Eventually, the film giant Kodak began correcting this disparity - but not for respect of diversity. Manufacturers of food and furniture, for example, were unable to accurately capture the rich brown tones of their products with these white-focused film stocks. In recent years and during this current film photography renaissance, many companies have taken strides to create more adaptive and inclusive films for all complexions. In our shooting experience, however, film remains imperfect for BIPOC (Black, Indigenous, & People of Color) and needs constant mindfulness.
What Have We Learned?
Through a combination of research and experimentation, we have discovered which film stocks capture skin complexion most true to reality - and which films still need post-production editing to reduce white-washing. The Kodak Portra line of film is currently our favorite; it was launched in 1998 for weddings and portraiture, has since been revamped twice, and is available in three different light settings allowing for day or night use. However, this stock purposefully softens red tones - an advantage for lighter complexions, but not desirable or necessary for everyone. Of the many other film options, the next best option is a high-saturation stock such as Kodak Colormax or Fujifilm Superia. Both of these compliment dark tones, though can lean yellow or red overall because they're not specifically designed for portraits.

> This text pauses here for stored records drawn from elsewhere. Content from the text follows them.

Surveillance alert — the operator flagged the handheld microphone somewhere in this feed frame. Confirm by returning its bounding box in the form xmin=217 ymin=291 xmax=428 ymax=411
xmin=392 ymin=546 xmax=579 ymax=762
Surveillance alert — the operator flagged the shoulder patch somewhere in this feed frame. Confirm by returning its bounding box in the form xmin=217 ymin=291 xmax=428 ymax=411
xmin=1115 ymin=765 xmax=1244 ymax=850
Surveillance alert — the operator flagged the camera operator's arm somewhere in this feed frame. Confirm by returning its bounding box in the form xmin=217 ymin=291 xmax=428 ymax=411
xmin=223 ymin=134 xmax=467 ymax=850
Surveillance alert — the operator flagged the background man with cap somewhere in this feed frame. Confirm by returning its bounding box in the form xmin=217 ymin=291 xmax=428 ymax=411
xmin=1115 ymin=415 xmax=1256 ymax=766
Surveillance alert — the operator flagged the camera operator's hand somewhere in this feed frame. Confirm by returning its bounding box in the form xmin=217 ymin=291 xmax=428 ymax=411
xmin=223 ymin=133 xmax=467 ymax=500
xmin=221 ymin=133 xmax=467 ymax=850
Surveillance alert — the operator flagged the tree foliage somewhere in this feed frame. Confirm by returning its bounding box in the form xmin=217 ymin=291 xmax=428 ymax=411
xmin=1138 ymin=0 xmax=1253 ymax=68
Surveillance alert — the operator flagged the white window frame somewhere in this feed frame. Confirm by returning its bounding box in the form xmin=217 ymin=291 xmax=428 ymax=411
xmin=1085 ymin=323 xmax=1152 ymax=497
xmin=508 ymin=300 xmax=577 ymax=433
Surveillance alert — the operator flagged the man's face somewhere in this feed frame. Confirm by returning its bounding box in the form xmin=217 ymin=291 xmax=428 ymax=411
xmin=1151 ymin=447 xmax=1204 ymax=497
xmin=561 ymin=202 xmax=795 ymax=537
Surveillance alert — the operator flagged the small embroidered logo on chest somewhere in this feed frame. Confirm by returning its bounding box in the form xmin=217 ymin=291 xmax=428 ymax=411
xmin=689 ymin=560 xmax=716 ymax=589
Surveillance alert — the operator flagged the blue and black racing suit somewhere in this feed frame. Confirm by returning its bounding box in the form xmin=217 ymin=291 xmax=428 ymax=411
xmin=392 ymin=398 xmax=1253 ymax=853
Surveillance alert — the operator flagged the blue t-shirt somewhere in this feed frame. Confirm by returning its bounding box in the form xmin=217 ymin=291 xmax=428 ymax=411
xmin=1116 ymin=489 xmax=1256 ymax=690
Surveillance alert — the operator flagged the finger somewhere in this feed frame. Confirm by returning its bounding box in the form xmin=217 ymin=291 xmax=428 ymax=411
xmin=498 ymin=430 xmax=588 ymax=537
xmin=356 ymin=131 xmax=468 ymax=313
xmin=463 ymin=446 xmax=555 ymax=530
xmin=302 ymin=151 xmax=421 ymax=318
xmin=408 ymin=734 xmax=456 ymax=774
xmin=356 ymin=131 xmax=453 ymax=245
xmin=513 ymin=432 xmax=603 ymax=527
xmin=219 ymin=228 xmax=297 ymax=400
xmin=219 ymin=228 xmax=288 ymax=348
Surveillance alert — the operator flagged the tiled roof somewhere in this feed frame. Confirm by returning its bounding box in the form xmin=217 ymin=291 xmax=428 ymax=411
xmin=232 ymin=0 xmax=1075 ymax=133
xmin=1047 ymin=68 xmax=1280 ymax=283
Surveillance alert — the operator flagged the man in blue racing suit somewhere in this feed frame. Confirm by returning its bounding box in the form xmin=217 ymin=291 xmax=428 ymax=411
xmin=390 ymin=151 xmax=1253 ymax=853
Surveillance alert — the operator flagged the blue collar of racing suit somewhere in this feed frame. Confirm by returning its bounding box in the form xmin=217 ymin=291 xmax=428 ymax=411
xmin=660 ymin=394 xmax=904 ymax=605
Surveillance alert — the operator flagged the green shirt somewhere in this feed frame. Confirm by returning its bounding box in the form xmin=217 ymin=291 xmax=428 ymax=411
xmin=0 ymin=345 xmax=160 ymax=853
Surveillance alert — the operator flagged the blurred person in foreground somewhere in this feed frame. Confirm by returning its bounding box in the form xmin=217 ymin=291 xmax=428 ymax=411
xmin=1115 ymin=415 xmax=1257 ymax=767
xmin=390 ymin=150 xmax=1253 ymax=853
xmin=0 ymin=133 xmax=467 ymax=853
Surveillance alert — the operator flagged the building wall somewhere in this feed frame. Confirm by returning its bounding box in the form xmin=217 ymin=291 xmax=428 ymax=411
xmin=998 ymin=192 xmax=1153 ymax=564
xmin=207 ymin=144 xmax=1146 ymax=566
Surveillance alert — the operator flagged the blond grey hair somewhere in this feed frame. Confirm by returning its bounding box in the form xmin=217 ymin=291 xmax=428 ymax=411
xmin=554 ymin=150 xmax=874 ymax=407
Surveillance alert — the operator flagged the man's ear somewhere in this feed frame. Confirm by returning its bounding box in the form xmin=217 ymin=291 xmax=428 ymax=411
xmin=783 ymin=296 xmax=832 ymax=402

The moral of the story is - be conscious of your subject and know your film. Almost every film brand has it's own quirks that can be learned and compensated for to make each film photography experience magical.
The Problem with Polaroids
Unfortunately, one of our favorite mediums, instant film, can be particularly problematic. Polaroids need more light than most film and often utilizes a flash for proper exposure. In our years of shooting polaroids, the flash frequently lightens almost any complexion. A digital scan of the polaroid can be edited, but the physical copy cannot. Bright, direct sunlight can also inadvertently lighten skin tone, though usually less so than flash. Using soft/diffused natural light is the best option when available - standing near a window, or under the shade of a tree. When this is not possible, flash diffusers can be utilized to prevent the exposure from being so harsh and intense.
Not Only Skin
Dark and curly/natural hair, if not properly illuminated, can blend into the background of photos or lose all detail entirely. For L&E, this process tends to be more individualized based on shoot location. In-studio or out in the world, lighting equipment makes a world of difference. Soft/diffused backlighting, light reflectors, and lighter backdrops are utilized whenever possible. In a pinch, digital editing can be utilized to lighten specific areas (like hair) without altering complexion.
A Work in Progress
Our current practice for ensuring our clients love our film photos includes taking a digital photo on set and offering examples of each film stock available. This digital photo works as our personalized "Shirley card" - an image of our client, approved by our client, to match skin tone, lighting, hair texture, and more.
As white women, we realize that we will always have room to grow and more to learn when it comes to supporting and uplifting BIPOC. We come into each shoot with the intention of creating a safe space for personal expression and constructive criticism of our practice. We hope that every client feels empowered to voice concerns, critiques, suggestions, or compliments.